Bazar au PS: la Turquie divise
Au cours du débat télévisé du 7 novembre dernier, les trois candidats ont pu présenter leur point de vue et programme de « présidentiable » sur l’opportunité ou non d’intégrer la Turquie à l’Union Européenne.
Laurent Fabius différencie tout d’abord « l’Europe renforcée » que sont les pays de la zone Euro et d’autres pays plus éloignés (Grande Bretagne, Pologne). En périphérie, d’autres pays (Ukraine, Maghreb et…Turquie) avec qui il faut travailler mais, selon lui, « ce serait une erreur de les faire rentrer dans le mécanisme de décision ». Avec Fabius, ça a le mérite d’être clair : une Europe à 3 vitesses : les pays moteurs, les pays suiveurs et une vaste remorque regroupant les pays périphériques (pauvres ?).
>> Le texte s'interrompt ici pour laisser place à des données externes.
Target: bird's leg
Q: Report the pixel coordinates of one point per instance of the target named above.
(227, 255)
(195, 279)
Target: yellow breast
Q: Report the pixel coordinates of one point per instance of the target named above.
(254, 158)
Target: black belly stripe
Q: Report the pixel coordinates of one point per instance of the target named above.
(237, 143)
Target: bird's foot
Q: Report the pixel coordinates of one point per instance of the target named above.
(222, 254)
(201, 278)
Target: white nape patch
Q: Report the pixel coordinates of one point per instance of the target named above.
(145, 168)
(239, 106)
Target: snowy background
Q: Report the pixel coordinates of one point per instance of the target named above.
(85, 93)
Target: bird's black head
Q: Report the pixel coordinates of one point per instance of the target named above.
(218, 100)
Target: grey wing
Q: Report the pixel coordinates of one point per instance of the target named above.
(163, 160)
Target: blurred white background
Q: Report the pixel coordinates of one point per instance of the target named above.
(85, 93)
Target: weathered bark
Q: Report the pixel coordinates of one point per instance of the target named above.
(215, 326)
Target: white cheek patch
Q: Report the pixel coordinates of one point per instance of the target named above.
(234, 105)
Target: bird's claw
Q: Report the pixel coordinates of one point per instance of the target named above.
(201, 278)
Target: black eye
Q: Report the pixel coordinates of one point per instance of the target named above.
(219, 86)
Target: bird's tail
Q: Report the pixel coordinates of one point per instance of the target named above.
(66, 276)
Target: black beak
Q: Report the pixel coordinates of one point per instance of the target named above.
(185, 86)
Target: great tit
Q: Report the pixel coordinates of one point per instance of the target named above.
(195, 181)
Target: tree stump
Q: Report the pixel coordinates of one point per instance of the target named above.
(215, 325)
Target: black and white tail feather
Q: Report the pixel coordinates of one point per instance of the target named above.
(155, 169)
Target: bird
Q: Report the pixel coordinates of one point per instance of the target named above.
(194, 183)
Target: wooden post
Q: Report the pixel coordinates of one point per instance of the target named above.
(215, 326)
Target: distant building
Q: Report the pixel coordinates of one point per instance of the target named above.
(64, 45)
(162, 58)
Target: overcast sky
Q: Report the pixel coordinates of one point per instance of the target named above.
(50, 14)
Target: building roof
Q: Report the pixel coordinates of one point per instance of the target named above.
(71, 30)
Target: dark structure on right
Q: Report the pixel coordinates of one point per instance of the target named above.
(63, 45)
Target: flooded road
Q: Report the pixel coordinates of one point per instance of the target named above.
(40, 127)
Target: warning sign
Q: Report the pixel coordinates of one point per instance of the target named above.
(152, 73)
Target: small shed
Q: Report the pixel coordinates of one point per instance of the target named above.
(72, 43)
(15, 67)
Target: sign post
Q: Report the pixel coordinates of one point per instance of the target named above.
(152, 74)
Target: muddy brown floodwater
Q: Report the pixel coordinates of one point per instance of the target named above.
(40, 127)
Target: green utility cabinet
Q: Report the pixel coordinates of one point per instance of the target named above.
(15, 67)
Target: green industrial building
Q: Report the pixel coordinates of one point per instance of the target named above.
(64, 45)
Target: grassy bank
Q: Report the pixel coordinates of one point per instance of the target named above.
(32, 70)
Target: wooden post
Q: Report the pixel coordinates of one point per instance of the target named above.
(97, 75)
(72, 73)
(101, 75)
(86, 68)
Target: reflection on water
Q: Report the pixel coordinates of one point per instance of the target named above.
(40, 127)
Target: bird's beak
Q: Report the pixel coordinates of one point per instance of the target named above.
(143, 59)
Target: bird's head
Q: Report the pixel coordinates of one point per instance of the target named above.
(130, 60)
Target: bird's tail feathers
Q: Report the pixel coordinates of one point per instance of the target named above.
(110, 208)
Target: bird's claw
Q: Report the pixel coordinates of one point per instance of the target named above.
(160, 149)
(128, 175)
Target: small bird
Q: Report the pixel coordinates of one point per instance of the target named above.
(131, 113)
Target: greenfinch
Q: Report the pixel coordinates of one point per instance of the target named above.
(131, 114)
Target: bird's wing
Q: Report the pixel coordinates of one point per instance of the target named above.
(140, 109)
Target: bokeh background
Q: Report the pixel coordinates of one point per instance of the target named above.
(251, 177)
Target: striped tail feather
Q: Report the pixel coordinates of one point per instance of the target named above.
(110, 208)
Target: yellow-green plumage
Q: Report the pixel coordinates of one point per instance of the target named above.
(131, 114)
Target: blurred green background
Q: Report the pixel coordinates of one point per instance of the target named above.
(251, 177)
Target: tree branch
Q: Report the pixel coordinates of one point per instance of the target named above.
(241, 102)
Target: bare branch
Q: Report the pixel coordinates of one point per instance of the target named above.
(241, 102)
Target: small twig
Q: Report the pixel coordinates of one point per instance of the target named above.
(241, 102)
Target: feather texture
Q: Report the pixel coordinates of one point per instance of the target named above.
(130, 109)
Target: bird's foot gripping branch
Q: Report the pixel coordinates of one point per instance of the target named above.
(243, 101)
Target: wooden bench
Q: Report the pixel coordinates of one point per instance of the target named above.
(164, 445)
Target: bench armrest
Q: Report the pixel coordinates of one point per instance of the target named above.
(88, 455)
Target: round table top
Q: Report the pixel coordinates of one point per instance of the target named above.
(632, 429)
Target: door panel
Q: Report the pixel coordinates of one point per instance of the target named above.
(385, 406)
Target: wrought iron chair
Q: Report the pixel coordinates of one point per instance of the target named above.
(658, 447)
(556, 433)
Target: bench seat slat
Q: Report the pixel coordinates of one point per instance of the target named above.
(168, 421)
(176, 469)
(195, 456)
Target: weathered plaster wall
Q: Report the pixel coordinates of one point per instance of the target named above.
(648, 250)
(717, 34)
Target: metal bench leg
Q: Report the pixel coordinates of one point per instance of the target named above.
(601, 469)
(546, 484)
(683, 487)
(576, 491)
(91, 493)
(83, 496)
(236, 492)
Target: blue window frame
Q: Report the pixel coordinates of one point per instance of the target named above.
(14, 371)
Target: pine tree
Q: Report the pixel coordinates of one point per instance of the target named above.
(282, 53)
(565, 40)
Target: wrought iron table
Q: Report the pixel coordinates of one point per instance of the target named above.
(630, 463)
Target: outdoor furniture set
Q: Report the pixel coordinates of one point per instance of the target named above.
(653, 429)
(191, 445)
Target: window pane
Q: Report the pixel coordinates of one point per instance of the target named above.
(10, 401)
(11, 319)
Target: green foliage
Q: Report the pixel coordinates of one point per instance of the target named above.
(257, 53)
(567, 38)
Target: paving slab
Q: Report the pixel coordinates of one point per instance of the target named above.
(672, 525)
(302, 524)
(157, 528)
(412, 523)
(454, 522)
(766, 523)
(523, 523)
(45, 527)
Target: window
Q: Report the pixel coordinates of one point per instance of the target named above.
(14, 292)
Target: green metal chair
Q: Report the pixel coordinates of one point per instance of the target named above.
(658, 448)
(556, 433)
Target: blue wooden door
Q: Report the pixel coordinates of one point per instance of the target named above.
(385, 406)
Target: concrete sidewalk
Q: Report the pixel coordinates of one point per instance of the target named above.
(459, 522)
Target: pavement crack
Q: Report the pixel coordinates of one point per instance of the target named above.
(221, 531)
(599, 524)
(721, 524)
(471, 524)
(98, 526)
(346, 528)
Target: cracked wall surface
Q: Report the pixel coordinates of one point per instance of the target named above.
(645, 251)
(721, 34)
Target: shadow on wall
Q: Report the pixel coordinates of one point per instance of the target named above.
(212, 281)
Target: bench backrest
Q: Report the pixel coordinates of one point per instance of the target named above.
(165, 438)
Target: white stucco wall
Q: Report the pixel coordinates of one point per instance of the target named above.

Pour Ségolène Royal, il faut tenir parole et comme des négociations ont été ouvertes par Lionel Jospin, on ne peut pas les interrompre. Ensuite, puisque l’intégration sera décidée par référendum, « l’avis du chef de l’Etat sera l’avis du peuple français » énonce-t-elle courageusement. L’insistance de la journaliste permettra quand même d’avoir cet avis d’une audace extrême: « si la Turquie ne remplit pas les conditions pour intégrer l’UE, alors non ; si elle les remplit, alors oui…mais le peuple pourra décider autrement ». On va aller loin avec ça…
Avec Mme Royal c’est « on arrondit tous les angles, on ne se ferme aucune porte et ça devrait passer ! ».
Dominique Strauss-Kahn, lui, ne veut aucunement suspendre les négociations d’adhésion et souhaite que la Turquie rentre dans l’Europe sinon « elle basculera de l’autre côté et nous aurons à notre porte un pays fortement connecté à l’Iran et l’Irak ». Bonjour l’enthousiasme !Ca ressemble furieusement à une intégration par défaut ! Plus globalement, il souhaite non pas une Europe à 50 comme Fabius et Royal ont essayé de le faire croire mais « une Europe qui exerce sa responsabilité sur la Meditterrannée ». C’est donc l’élargissement total sans savoir vraiment sous quelle forme ni avec avec quel mode de fonctionnement mais, comme il dit, il s’agit d’une « vision » de l’Europe.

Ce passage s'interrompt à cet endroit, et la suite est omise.